Die Autoren nannten explizit die Namen mehrerer führender internationaler Indie-Weltvertriebe, darunter Lionsgate, STXInternational, FilmNation, A24 und Pathé, deren Filme auch nach Beginn des Krieges in Russland veröffentlicht wurden.

"In Russland weiterhin Geschäfte zu machen, bedeutet, den russischen Terrorstaat mit Steuern zu unterstützen", heißt es in der Erklärung. "Diese Steuern werden dann in Waffen verwandelt, mit denen friedliche ukrainische Städte zerstört und unsere Freunde und Kollegen getötet und verstümmelt werden."

Obwohl viele Hollywood-Studios nach der Invasion in der Ukraine ihre Reihen geschlossen haben und Filme wie "The Batman" von Warner Bros. und "Morbius" von Sony aus den russischen Kinos zurückgezogen wurden, wurden nach Angaben des russischen Kinofonds, der den Kartenverkauf bei den Kinobetreibern des Landes verfolgt, im vergangenen Jahr dennoch mehr als 140 US-Filme in dem Land veröffentlicht.

Mehrere internationale Filme sind in Russland weiterhin gut im Geschäft, darunter "John Wick: Kapitel 4" von Lionsgate, der im Land und in den ehemaligen sowjetischen Gebieten der GUS-Staaten, bisher fast 14 Millionen Dollar eingespielt hat, und der Oscar-Preisträger "Everything Everywhere All at Once" von A24, der mehr als 2,3 Millionen Dollar einspielte.

Guy Ritchies Spionage-Action-Komödie "Operation Fortune", die von STXinternational weltweit veröffentlicht wurde, hat in Russland/GUS mehr als 9 Millionen Dollar eingespielt, und "Die drei Musketiere" von Pathé fast 8 Millionen Dollar.

Die Verträge für viele ausländische Filme, die nach Russland verkauft wurden, wurden vor dem Einmarsch in die Ukraine unterzeichnet. Andere finden ihren Weg in die Kinos des Landes auf verworrenen Wegen, oft über Tochtergesellschaften russischer Verleihfirmen mit Sitz in anderen Ländern oder über Drittverleiher. (Die russische Veröffentlichung von "John Wick 4" wurde beispielsweise von Unicorn Media, einem in Malta registrierten Unternehmen, abgewickelt).

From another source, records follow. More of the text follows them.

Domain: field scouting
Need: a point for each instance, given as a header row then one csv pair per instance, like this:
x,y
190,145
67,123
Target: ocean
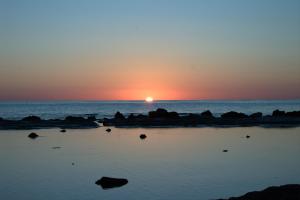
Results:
x,y
61,109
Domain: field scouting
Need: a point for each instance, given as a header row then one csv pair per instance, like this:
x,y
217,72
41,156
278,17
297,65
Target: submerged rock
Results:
x,y
284,192
234,115
32,119
107,182
33,135
119,116
143,136
278,113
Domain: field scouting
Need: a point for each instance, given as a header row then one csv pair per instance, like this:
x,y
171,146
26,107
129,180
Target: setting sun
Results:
x,y
149,99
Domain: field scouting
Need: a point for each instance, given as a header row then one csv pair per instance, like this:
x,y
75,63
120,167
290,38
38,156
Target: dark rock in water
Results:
x,y
234,115
143,136
33,135
119,116
107,182
278,113
257,115
207,114
159,113
74,119
293,114
92,118
32,119
284,192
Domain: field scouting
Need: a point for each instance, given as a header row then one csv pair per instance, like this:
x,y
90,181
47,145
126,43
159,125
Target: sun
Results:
x,y
149,99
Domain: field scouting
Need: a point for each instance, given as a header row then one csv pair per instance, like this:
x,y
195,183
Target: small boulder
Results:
x,y
119,116
278,113
143,136
234,115
33,135
257,115
107,182
32,119
207,114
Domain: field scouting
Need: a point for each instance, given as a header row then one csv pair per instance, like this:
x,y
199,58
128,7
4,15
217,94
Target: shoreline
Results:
x,y
160,118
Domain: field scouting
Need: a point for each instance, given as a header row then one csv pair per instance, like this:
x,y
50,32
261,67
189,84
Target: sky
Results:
x,y
167,49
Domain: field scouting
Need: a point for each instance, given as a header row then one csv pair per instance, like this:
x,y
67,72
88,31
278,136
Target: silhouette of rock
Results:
x,y
207,114
284,192
234,115
159,113
293,114
257,115
107,182
32,119
143,136
278,113
92,118
119,116
74,119
33,135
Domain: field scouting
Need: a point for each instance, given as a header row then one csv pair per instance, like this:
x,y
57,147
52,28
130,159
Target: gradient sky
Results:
x,y
124,50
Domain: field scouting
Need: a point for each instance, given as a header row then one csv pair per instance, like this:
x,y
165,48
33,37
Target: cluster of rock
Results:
x,y
34,122
162,117
284,192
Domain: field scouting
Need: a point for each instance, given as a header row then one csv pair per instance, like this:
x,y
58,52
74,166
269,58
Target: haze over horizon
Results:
x,y
128,50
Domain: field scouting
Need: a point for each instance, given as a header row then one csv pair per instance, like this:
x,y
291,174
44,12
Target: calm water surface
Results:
x,y
172,163
60,109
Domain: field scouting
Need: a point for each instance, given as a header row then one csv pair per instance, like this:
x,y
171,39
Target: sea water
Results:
x,y
60,109
170,164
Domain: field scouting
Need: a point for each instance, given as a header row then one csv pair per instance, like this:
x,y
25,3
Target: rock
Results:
x,y
143,136
234,115
107,182
32,119
278,113
91,118
74,119
119,116
33,135
284,192
257,115
159,113
207,114
293,114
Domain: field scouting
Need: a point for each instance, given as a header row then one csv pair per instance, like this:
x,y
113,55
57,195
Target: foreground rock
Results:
x,y
107,182
284,192
161,117
34,122
33,135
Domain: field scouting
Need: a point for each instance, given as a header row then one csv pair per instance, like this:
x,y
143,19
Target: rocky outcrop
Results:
x,y
284,192
108,183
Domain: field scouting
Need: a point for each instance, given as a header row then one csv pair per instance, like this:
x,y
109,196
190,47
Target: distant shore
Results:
x,y
160,118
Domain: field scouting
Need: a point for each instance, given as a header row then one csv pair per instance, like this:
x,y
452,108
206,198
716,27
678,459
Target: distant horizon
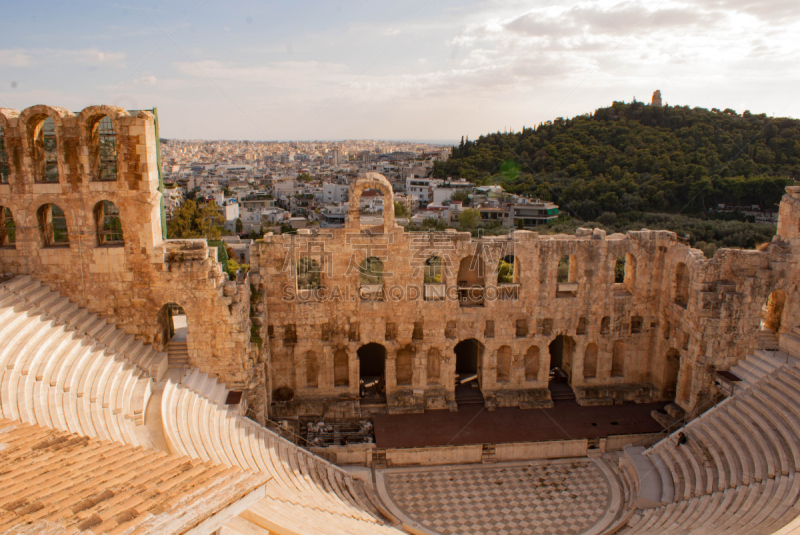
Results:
x,y
407,70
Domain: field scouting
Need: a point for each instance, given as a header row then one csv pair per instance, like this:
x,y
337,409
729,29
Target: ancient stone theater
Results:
x,y
143,390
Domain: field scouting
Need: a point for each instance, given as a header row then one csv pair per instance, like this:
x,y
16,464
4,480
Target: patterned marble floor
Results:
x,y
551,497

Während die Zusammenarbeit mit Drittvertriebsfirmen und ähnlich umständliche Arrangements völlig legal sind, wenn keine sanktionierten Unternehmen beteiligt sind, bestehen erfahrene europäische Vertriebsmitarbeiter gegenüber Branchenmagazinen darauf, dass sie ausländischen Unternehmen einen bequemen Vorwand ("cover") bieten, um weiterhin ihre Kassenschlager auf dem sechstgrößten Kinomarkt der Welt zu präsentieren.

"Die Realität ist, dass es finanziell weitaus lukrativer ist, den Handel mit Russland fortzusetzen, als den Verlust zu erleiden, wenn die Filme raubkopiert werden", sagte der Vertriebsmitarbeiter, der anonym bleiben wollte.

Alle Facetten des Kinos

Cannes war auch in diesem Jahr der Ort für alle Facetten des Kinos. Natürlich ist dies ein Tempel der "siebten Kunst", ein Gipfel des Glamours mit den Stars aus Hollywood, es ist das ökonomische Herz der weltweiten Filmindustrie.

Aber dies ist auch ein Ort der Kennerschaft, der Reflexion, der Eleganz und der Anmut; des geistigen Austauschs, des produktiven Streits der Experten. Cannes ist eine sinnliche Erfahrung und es ist ein intellektueller Ort!